President Donald Trump's debut budget proposal is a stark declaration of war on the future of the American economy that substitutes a curious mix of ideology and blind nostalgia for any effort to think critically about the actual needs of a 21st-century nation.
The war starts with reducing spending — even though an aging population, plus the government's role in inherently labor-intensive activities like education and long-term care, militates overwhelmingly in favor of a somewhat larger role for the state. But it continues with the priorities Trump set for where the remaining cash gets spent.
The picture that emerges is overwhelmingly one of nostalgia — more money for men with guns, less money for education, caring, and pointy-headed science. But nostalgia is not memory.

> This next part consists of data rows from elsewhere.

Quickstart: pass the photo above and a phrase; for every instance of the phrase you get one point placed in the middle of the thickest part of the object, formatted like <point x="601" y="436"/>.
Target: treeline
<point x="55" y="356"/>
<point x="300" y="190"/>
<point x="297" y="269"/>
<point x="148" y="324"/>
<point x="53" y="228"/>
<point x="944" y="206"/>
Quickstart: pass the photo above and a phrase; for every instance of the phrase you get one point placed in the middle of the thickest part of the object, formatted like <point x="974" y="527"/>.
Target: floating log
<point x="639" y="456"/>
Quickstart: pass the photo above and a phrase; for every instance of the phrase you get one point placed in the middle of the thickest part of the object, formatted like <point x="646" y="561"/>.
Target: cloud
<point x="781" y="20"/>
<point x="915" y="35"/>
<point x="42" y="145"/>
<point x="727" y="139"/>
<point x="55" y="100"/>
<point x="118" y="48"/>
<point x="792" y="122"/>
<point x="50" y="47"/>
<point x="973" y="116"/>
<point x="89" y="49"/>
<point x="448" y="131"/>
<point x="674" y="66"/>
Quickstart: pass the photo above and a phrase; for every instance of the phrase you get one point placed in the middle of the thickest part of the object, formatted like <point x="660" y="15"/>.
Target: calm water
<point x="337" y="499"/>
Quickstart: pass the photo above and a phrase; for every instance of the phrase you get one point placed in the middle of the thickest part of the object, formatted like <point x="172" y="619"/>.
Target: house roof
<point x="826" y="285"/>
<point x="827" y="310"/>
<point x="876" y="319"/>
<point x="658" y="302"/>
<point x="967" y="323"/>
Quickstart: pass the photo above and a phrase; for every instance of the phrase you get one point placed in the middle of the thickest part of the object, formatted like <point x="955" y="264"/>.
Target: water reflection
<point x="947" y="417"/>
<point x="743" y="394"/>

The midcentury economy Trump yearns for was, almost by definition, less technologically advanced and educationally intensive than today's.

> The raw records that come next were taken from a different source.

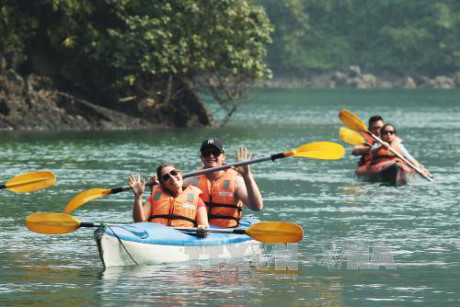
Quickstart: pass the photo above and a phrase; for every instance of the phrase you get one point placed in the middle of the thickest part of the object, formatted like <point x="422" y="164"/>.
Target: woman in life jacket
<point x="171" y="203"/>
<point x="382" y="153"/>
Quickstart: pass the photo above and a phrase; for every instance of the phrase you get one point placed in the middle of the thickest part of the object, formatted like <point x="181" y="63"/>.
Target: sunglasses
<point x="206" y="152"/>
<point x="166" y="177"/>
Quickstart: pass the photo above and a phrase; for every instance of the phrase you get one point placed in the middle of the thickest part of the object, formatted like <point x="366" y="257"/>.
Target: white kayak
<point x="153" y="243"/>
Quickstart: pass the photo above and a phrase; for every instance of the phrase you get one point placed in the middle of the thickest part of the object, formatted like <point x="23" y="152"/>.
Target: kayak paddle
<point x="351" y="137"/>
<point x="30" y="182"/>
<point x="267" y="232"/>
<point x="354" y="122"/>
<point x="316" y="150"/>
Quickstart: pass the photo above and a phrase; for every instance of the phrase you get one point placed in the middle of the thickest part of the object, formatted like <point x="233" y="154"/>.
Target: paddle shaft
<point x="273" y="157"/>
<point x="400" y="157"/>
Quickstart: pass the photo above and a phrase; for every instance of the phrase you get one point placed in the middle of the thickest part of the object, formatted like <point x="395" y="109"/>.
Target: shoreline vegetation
<point x="49" y="108"/>
<point x="141" y="64"/>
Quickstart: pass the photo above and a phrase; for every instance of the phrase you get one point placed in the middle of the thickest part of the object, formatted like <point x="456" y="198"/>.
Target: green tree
<point x="142" y="49"/>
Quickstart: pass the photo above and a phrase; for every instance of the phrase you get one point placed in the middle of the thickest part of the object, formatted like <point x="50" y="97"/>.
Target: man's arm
<point x="246" y="188"/>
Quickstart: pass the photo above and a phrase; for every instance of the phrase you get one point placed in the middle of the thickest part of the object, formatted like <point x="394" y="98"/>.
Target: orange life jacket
<point x="223" y="209"/>
<point x="177" y="211"/>
<point x="366" y="158"/>
<point x="383" y="154"/>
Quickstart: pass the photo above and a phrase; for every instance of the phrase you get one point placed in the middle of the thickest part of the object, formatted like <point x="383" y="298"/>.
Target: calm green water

But it was an extraordinarily forward-looking time. Propelled by the imperatives of Cold War competition, the United States made investments on an unprecedented scale in institutions dedicated to education and research, while engaging in massive public-private partnerships to disseminate then-new technological marvels like cars, phones, and televisions.
Trump's budget doesn't imitate the past; it simply looks backward to it in a way that postwar Americans never would. The government's manly men — the ones with guns, mostly — get more cash. Programs aimed at effeminate or pointy-headed undertakings like educating children get cut. Not just in obvious places like the Department of Education, either. Little educational programs in departments from State to NASA are getting zapped. Job training is in line for cuts, along with K-12 schooling and college education for the disadvantaged.

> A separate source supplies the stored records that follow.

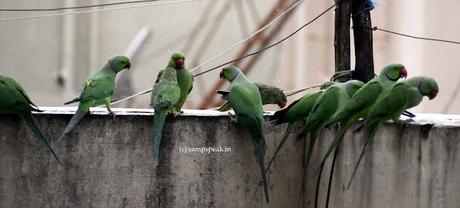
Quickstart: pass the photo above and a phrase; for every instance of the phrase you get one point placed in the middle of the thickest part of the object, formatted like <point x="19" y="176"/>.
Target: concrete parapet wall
<point x="110" y="164"/>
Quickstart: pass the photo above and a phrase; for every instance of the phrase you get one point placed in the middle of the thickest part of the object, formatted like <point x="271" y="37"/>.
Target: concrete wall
<point x="75" y="46"/>
<point x="110" y="164"/>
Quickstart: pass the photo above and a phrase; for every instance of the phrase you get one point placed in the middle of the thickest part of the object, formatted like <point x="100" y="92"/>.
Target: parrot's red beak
<point x="432" y="95"/>
<point x="282" y="104"/>
<point x="221" y="75"/>
<point x="180" y="63"/>
<point x="404" y="73"/>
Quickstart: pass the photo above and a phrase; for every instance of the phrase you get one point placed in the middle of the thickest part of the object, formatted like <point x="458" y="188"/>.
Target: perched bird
<point x="294" y="114"/>
<point x="270" y="95"/>
<point x="97" y="90"/>
<point x="245" y="99"/>
<point x="326" y="106"/>
<point x="166" y="93"/>
<point x="13" y="99"/>
<point x="362" y="101"/>
<point x="184" y="79"/>
<point x="392" y="104"/>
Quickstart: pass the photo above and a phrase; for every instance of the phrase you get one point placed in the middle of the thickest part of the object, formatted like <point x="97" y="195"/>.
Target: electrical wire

Scientific research — whether at Energy, NOAA, the NIH, or anywhere else — is out. Trump's America will give up on the dream of becoming a world leader in generating clean electricity or manufacturing the advanced batteries that store it. His statements on automobile fuel efficiency regulations make it clear that we won't be operating on the cutting edge there, either.
Once the Environmental Protection Agency is gutted by cuts of over 25 percent, after all, we'll all be able to get good-paying jobs in coal mines and won't miss the skill- and technology-driven future Trump is destroying.